It is rape. I am forced into a rape situation, and I let it happen, I am still coerced. This makes what I did involuntary, rendering the idea of my action to be irrational.

I have a hard time grasping how one can logically say that one has the right to someone else's life. That is my main problem with people. When some new tax comes out to tax more of the rich to give to people they don't even know, I have a huge problem with it. I have a huge problem with people reaching into my pocket and telling me I must care for a person I do not want to care for. Yet the majority of voters, including democrat and republican, somehow get away saying that they do it so that the good of all is achieved. There is no reason why everyone deserves a "right" to health care and such if it takes away my right to manage the money I worked for just like I have no "right" to walk into a poor man's house and take all he owns. If I am to give to people I would like to do it rationally and voluntarily, not because I have a gun to my head. Especially when the money I could be giving could be going to some waste of space blowing their money on crack and alcohol while their children starve. Not all people are equals. Some people are better than others because they have worked for it. At birth, all humans are equal, but eventually all humans become individuals and begin to think with their own brain. Some make irrational decisions that lead to their destruction, others make rational decisions that lead to financial success. Some are born in an environment where the struggle to be rational and to achieve financial success is harder. If they make it out of that situation and become a successful rational business man, they completely deserve every penny they earn and have proven that they are a monumental human being.

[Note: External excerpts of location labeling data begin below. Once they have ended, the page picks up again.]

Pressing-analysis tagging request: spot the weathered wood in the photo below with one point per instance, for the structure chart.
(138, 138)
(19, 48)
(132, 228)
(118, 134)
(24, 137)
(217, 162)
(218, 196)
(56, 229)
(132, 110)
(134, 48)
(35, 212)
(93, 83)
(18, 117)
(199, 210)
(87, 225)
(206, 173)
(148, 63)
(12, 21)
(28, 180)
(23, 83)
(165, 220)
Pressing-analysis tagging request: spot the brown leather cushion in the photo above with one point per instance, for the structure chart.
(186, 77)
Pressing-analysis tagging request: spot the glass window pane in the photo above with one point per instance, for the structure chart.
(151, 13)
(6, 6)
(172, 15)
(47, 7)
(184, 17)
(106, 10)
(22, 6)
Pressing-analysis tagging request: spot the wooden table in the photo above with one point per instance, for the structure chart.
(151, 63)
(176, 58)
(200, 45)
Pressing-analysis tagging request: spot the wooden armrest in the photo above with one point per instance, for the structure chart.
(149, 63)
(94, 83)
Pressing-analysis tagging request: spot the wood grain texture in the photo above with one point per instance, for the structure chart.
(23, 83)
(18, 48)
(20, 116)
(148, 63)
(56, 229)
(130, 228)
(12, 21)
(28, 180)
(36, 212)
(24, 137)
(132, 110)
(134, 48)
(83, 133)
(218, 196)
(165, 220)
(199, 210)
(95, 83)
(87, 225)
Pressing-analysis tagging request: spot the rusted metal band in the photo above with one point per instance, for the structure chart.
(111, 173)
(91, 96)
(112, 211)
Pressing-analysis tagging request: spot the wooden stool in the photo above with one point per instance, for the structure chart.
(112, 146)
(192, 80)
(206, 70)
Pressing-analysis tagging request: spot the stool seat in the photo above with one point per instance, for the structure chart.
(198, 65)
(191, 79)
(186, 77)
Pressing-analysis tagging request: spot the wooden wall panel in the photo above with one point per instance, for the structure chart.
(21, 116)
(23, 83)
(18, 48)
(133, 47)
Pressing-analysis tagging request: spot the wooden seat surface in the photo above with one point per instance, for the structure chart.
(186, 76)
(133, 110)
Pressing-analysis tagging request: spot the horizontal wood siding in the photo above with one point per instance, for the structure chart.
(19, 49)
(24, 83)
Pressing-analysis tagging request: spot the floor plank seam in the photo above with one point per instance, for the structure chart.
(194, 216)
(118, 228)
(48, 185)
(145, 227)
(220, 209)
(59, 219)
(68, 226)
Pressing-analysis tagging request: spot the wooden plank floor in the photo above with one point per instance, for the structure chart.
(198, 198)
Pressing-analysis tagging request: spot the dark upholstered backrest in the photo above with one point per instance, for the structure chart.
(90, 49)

The philosophy of altruism, believes that the crack-addicted, children-starving man and his hardworking son who ended up becoming a business man are both equals. Those who propose this philosophy believe that the hardworking business man should have to give money to his father who almost starved him to death (and granted, he also gives towards those in a familiar situation to his and etc.). Then the father can go by more crack and still be considered to be equals with his hardworking son. This is a bunch of bull****.